Sometimes it takes more than a little effort to find a flaw in a system.

     

      “But we need him.  Surely you don’t deny me that.”

     “No. My point is that it’s too soon to expect him to complete the d--- thing in any fashion that would render him useful to us.”  Coltrane watched Farthing’s incessant pencil-tapping with amusement.  He wondered why the desk’s crystalline surface had not cracked some years ago.

     “We have no one else,” Farthing countered.  “It’s him or no one.  There isn’t time.  And time, you know, is short.  We have one month, and we have no one even close to completing it.  C-----, Simmons is not ready---I’ll admit that.  He would too, if he knew what he’d signed up for.  You know the consequences as well as I.”

     “Yes, I do.”  Coltrane was no longer amused, and turned to leave. 

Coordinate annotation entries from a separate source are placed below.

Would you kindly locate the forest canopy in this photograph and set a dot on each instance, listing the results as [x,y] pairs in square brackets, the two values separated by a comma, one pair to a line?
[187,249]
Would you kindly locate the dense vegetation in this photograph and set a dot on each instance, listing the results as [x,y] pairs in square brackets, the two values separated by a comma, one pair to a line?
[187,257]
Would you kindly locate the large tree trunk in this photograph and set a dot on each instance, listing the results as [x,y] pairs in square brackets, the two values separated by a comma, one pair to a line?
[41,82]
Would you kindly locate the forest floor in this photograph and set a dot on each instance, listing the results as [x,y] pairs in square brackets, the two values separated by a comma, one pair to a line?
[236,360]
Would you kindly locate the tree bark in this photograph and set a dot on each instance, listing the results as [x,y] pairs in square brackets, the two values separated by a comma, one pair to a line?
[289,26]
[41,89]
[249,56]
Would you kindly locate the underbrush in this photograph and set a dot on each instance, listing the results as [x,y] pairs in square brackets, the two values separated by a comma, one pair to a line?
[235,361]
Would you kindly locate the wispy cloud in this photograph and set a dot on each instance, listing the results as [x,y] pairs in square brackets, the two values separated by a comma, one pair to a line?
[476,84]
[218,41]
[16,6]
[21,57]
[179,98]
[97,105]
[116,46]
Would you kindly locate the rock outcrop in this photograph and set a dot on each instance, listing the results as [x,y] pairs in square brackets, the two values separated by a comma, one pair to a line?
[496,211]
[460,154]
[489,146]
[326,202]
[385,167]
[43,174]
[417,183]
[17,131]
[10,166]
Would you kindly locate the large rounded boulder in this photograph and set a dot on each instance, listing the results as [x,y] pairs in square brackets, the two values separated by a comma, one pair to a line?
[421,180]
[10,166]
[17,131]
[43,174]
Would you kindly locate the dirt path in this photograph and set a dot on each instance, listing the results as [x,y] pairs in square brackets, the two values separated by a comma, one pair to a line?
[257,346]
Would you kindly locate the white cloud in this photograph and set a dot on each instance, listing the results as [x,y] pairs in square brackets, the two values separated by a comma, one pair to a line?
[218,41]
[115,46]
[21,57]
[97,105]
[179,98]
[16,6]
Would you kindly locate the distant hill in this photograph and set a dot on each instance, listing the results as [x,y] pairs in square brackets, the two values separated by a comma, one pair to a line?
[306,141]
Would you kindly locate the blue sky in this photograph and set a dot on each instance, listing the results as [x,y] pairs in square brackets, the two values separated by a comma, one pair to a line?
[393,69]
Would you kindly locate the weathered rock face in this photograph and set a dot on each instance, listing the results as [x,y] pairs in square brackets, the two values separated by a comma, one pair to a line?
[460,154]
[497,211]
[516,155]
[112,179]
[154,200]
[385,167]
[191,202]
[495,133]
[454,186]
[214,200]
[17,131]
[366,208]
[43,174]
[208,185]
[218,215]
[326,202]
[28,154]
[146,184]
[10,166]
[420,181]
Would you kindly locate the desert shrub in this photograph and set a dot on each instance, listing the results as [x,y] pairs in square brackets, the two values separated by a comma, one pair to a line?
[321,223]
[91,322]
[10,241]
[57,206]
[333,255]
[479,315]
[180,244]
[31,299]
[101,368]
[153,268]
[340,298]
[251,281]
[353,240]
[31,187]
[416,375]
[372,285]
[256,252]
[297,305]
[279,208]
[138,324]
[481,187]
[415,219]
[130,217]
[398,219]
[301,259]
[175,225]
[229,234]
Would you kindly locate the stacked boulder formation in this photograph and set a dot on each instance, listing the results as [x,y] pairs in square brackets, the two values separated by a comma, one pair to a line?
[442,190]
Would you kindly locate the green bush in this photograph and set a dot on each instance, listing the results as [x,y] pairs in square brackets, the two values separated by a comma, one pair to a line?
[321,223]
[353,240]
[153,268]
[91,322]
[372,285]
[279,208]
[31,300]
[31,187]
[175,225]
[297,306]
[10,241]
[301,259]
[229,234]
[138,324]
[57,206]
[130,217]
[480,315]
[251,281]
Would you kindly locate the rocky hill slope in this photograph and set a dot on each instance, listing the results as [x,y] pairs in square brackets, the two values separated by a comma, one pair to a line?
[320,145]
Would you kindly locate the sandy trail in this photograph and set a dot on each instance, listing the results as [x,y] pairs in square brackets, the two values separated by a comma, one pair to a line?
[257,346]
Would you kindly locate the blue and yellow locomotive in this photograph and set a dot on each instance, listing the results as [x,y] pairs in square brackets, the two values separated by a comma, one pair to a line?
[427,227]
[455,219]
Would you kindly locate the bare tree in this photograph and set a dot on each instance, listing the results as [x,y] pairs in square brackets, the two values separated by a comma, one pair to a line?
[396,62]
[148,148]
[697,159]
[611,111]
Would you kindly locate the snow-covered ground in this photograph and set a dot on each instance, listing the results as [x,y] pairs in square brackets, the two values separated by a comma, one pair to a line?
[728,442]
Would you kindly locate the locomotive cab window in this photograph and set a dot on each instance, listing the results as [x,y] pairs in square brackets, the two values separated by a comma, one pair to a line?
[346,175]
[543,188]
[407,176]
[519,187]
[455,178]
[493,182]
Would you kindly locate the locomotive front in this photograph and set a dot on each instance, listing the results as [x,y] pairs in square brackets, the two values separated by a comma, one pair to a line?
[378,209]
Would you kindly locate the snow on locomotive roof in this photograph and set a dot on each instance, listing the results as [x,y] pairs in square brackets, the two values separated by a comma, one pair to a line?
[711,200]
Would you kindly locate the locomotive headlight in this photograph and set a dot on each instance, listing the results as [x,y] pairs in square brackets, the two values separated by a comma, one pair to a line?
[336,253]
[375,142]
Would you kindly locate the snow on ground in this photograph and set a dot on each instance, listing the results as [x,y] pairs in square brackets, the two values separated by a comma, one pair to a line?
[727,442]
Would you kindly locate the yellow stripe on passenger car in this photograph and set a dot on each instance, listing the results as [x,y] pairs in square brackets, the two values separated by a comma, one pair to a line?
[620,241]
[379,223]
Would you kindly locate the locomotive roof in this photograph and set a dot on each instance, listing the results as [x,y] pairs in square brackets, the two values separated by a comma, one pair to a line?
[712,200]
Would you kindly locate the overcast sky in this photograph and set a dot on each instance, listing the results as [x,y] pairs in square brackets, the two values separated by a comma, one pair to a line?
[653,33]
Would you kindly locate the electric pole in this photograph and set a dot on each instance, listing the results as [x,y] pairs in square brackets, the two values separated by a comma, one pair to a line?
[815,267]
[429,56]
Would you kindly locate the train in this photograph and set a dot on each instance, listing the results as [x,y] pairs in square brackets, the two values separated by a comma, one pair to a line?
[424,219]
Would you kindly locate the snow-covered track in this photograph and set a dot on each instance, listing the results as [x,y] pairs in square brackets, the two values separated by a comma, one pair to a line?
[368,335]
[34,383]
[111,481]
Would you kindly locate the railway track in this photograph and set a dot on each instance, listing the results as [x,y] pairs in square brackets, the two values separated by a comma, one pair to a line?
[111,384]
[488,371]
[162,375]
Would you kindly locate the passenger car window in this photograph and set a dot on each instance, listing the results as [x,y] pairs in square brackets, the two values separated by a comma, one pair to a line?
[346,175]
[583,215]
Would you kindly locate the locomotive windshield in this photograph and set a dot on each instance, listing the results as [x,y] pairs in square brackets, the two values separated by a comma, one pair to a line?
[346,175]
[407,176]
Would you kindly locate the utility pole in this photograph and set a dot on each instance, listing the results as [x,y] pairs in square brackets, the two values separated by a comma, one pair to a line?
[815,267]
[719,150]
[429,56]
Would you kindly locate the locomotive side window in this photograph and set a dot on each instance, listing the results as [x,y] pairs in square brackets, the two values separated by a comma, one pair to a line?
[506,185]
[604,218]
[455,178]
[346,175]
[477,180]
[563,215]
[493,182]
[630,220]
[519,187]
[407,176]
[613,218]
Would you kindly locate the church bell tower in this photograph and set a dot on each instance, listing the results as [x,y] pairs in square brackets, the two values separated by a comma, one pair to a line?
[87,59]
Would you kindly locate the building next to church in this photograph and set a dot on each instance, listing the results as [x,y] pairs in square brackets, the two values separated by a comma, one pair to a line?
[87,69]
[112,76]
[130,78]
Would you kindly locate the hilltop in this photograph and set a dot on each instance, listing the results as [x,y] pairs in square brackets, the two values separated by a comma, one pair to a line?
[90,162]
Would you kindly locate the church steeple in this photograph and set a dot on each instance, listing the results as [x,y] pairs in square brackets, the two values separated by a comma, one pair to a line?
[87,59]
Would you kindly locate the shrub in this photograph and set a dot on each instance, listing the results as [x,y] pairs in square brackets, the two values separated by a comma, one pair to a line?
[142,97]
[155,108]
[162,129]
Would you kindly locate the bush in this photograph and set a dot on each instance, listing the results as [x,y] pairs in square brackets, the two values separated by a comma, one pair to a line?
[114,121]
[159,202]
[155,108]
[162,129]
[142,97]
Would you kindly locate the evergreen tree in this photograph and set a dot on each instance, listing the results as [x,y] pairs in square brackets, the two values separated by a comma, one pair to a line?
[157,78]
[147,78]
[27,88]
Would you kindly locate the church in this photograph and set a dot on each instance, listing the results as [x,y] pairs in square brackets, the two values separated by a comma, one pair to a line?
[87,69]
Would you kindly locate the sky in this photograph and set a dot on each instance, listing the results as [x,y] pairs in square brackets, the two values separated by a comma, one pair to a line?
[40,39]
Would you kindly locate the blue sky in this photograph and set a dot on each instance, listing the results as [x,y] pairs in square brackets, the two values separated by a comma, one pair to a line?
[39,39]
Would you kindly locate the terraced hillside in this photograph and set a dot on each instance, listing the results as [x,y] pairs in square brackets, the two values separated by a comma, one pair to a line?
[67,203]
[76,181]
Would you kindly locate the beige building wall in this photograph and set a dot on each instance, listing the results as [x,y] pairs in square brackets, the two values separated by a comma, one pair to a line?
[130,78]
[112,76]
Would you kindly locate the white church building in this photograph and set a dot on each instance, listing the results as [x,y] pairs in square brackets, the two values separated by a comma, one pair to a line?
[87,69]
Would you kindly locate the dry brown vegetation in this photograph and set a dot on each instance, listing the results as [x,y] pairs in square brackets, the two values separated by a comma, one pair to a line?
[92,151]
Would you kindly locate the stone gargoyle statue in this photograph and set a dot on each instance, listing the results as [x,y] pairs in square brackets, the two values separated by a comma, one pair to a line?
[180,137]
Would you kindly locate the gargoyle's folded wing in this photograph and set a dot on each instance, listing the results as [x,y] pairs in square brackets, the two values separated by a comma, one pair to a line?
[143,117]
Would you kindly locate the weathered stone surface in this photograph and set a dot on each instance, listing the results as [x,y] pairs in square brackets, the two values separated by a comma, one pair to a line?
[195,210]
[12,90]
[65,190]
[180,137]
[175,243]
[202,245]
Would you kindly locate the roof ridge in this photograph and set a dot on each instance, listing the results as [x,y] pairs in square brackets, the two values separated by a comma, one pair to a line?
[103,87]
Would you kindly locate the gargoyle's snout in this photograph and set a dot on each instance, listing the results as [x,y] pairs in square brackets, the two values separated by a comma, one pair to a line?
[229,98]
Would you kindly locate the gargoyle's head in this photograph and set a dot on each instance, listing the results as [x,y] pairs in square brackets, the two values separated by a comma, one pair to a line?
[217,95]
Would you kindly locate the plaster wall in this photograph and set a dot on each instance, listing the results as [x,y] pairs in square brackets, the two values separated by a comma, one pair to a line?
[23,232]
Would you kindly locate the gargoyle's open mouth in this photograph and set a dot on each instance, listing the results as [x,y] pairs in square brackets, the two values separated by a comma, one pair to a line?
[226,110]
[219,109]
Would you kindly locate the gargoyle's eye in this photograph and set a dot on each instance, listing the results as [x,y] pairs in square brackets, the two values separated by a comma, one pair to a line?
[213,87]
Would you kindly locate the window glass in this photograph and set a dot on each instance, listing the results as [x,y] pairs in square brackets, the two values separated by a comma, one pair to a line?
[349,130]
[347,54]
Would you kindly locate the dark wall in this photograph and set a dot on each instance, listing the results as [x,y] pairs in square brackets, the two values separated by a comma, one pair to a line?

     Farthing’s tapping tendency increased.  Coltrane reached for the doorknob, and turned back.

     “How many are we going to sacrifice, Jack? Is a commitment from some things we’ve never even communicated with really worth it?  Two thousand and three hundred people already?” 

     He opened the door.  “I don’t think it’s meant to be completed.  Ever think of that?”

     “Three hundred and twenty.  And they were not SACRIFICED.  They VOLUNTEERED!” Farthing said hotly.  But Coltrane was gone.  He winced and dropped his pencil as the door slammed home.  Shaking his head, wondering how he’d be able to convince Coltrane that the program was necessary, he peered again into his desk.

     The last five jumps beckoned.  I couldn’t see anything BUT the stones, laid out in a zigzag in front of me—my peripheral vision didn’t seem to be working.  I considered trying to force my gaze away, but decided against it.  There must be a reason, right?  The last piece of advice I received that morning had been to “go with what you feel”.  Well, I felt like taking those last five steps.

     The stones were flat and dark.  Polished meter-thick slabs of obsidian, sprinkled with silvery flecks.  Problem was, there was nothing above, below or beside them except empty space.  Suspended in midair, they were plenty wide, about a meter square.  Wide enough to stand on, I was sure—I was on one.  The thing is, this stone was only a meter and a half away from the previous one—the next stone was a good three or four meters away.  A meter is not much room to build speed for that kind of jump.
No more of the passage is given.